L’argumentation de l’École du « Public Choice » est que les personnes qui sont supposées prendre les décisions publiques, notamment les administrateurs d’entreprises publiques, les hommes politiques et les fonctionnaires, le font non pas en privilégiant les intérêts de la société dans son ensemble, mais plutôt leurs intérêts propres. Autrement dit, Les théoriciens de cette école expliquent que l’inefficience des entreprises publiques tient exclusivement à la motivation des hommes politiques et des dirigeants, à qui on reproche de ne pas œuvrer dans l’intérêt général. Le goût du prestige, la quête du pouvoir seraient davantage leurs préoccupations. Le plus curieux dans tout cela, affirment les théoriciens de l’école des choix publics, c’est que les élus politiques interfèrent fréquemment dans la gestion publique, en accordant des avantages et des bénéfices à des groupes précis (clientèles) en vue d’assurer leur réélection ; attitude qui se révèle définitivement antagoniste à une gestion saine et efficiente des organisations publiques (Vickers et Yarrow, 1988).
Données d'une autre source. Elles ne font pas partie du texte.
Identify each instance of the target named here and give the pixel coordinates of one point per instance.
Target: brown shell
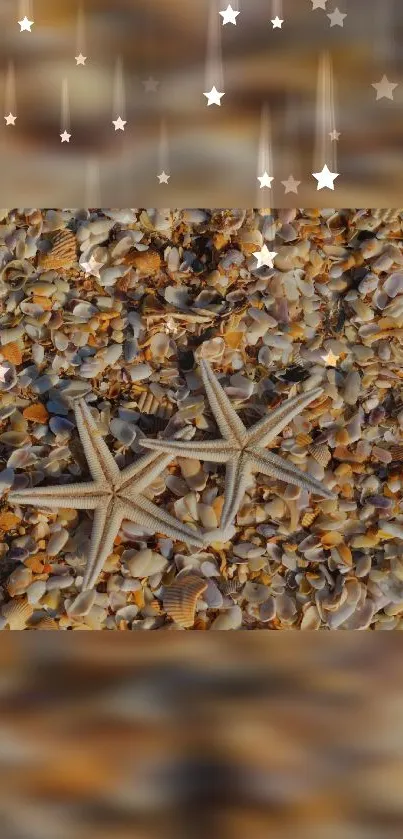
(63, 253)
(321, 453)
(180, 599)
(146, 262)
(17, 612)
2.2.4 La théorie de l’efficience-X
C’est Leibenstein (1978) qui a établi un lien entre le concept d’efficience-X et les performances de l’entreprise publique. De ce concept on tire plusieurs facteurs générateurs d’inefficiences-X dans l’entreprise publique : la situation de monopole, la couverture permanente par l’Etat des déficits et des crises de trésorerie de l’entreprise publique pour lui éviter la sanction de la faillite, la multiplicités des objectifs économiques et sociaux qui favorisent le dédouanement des gestionnaires et l’arbitraire des ministères de tutelle dans la désignation comme dans la révocation des gestionnaires.
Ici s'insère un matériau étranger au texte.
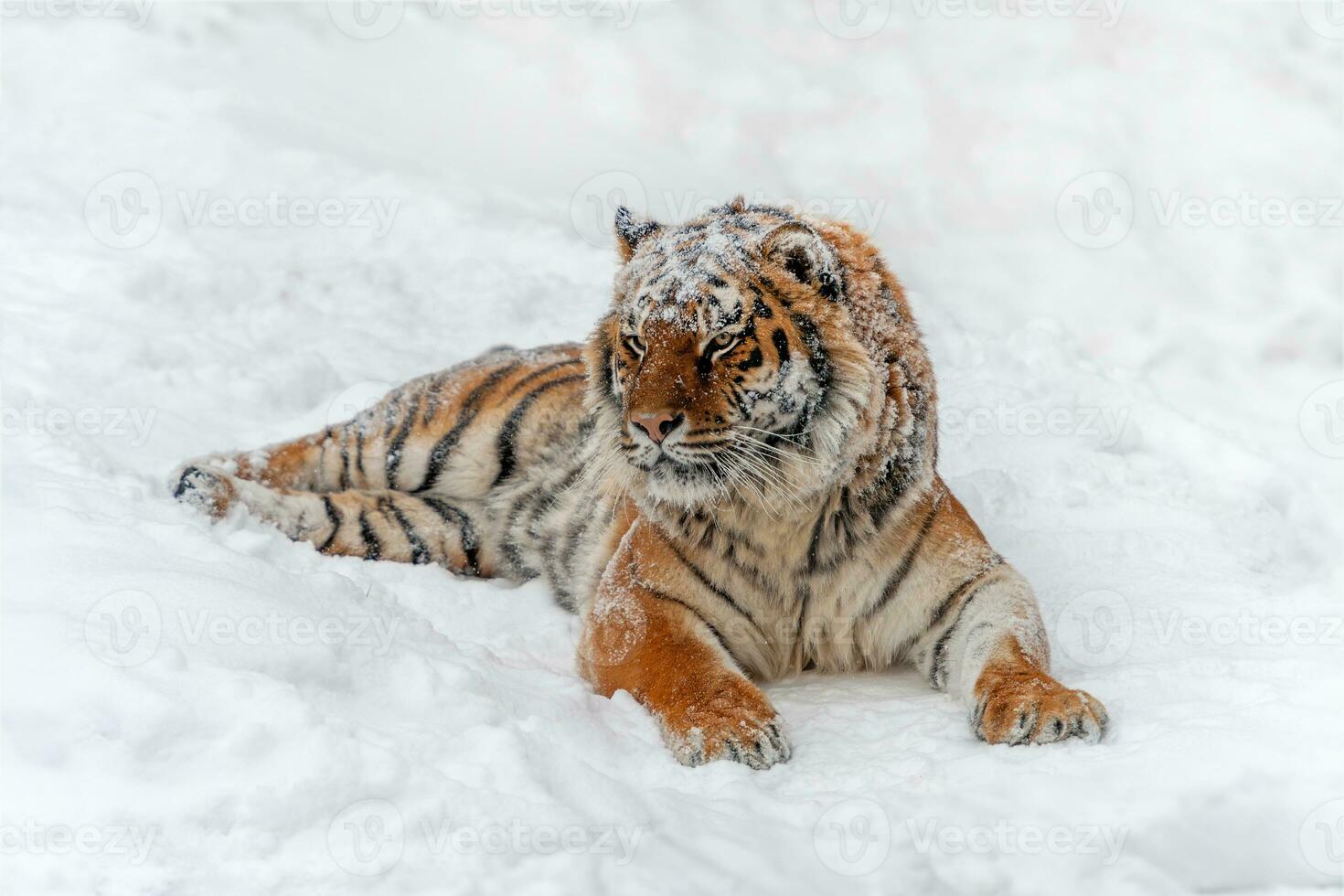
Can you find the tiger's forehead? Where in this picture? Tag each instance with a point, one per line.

En effet, l’auteur estime que les entreprises publiques sont souvent en situation de monopole, ce qui favoriserait une « vie tranquille » et n’inciterait pas celles-ci à un effort permanent de recherche de compétitivité. De plus, les entreprises publiques sont «immortelles» tant qu’elles bénéficient des subventions publiques, ce qui limite considérablement la probabilité de faillite.
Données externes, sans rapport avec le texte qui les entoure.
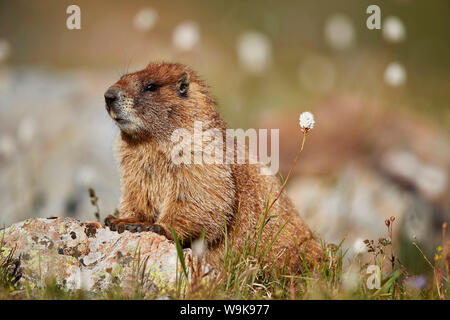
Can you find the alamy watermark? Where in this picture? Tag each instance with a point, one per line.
(229, 146)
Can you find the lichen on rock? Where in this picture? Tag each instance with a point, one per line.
(79, 255)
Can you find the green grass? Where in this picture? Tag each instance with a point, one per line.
(242, 276)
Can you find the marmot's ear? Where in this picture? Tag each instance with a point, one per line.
(183, 85)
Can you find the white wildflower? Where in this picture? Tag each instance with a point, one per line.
(198, 248)
(186, 35)
(306, 121)
(393, 29)
(145, 19)
(395, 74)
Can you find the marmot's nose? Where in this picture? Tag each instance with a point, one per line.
(112, 95)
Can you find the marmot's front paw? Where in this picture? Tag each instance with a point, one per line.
(130, 224)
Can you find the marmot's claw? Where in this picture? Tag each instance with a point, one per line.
(132, 225)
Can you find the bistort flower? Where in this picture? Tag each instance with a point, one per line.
(307, 121)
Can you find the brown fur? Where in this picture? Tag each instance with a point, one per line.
(191, 198)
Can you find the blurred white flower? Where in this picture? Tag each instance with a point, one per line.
(254, 51)
(339, 31)
(186, 35)
(395, 74)
(5, 49)
(26, 131)
(145, 19)
(306, 121)
(85, 176)
(393, 29)
(7, 146)
(198, 248)
(317, 73)
(359, 246)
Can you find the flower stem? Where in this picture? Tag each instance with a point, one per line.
(290, 170)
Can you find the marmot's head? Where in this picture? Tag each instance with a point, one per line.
(151, 103)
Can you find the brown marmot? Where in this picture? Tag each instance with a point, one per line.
(216, 201)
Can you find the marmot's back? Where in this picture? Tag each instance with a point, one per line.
(162, 194)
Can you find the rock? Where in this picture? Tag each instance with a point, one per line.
(78, 255)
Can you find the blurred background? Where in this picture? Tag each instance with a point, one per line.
(380, 147)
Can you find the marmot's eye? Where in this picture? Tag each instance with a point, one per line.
(150, 87)
(183, 89)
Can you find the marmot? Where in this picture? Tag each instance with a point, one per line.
(194, 200)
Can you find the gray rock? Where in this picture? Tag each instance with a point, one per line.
(80, 256)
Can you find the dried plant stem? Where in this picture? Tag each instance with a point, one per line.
(290, 171)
Ces facteurs d’inefficience-X engendrent en effet chez les agents (gestionnaires) un certain relâchement dans le fonctionnement de leur entreprise, une fuite des responsabilités et une forte culture bureaucratique comme le souligne P. Plane (1999) : « dans ce contexte les agents développent une aversion pour le risque, une faible propension à l’innovation et finalement une mentalité proche de celle observée dans les bureau non marchands ». Ces facteurs d’inefficience-X expliquent la supériorité de l’efficience de l’entreprise privée et offrent des arguments en plus aux partisans de la privatisation qui soutiennent que la privatisation pourrait contribuer à réduire de manière substantielle ces sources d’inefficience dans les entreprises publiques, permettant ainsi à celles-ci, de renouer avec la performance et la compétitivité.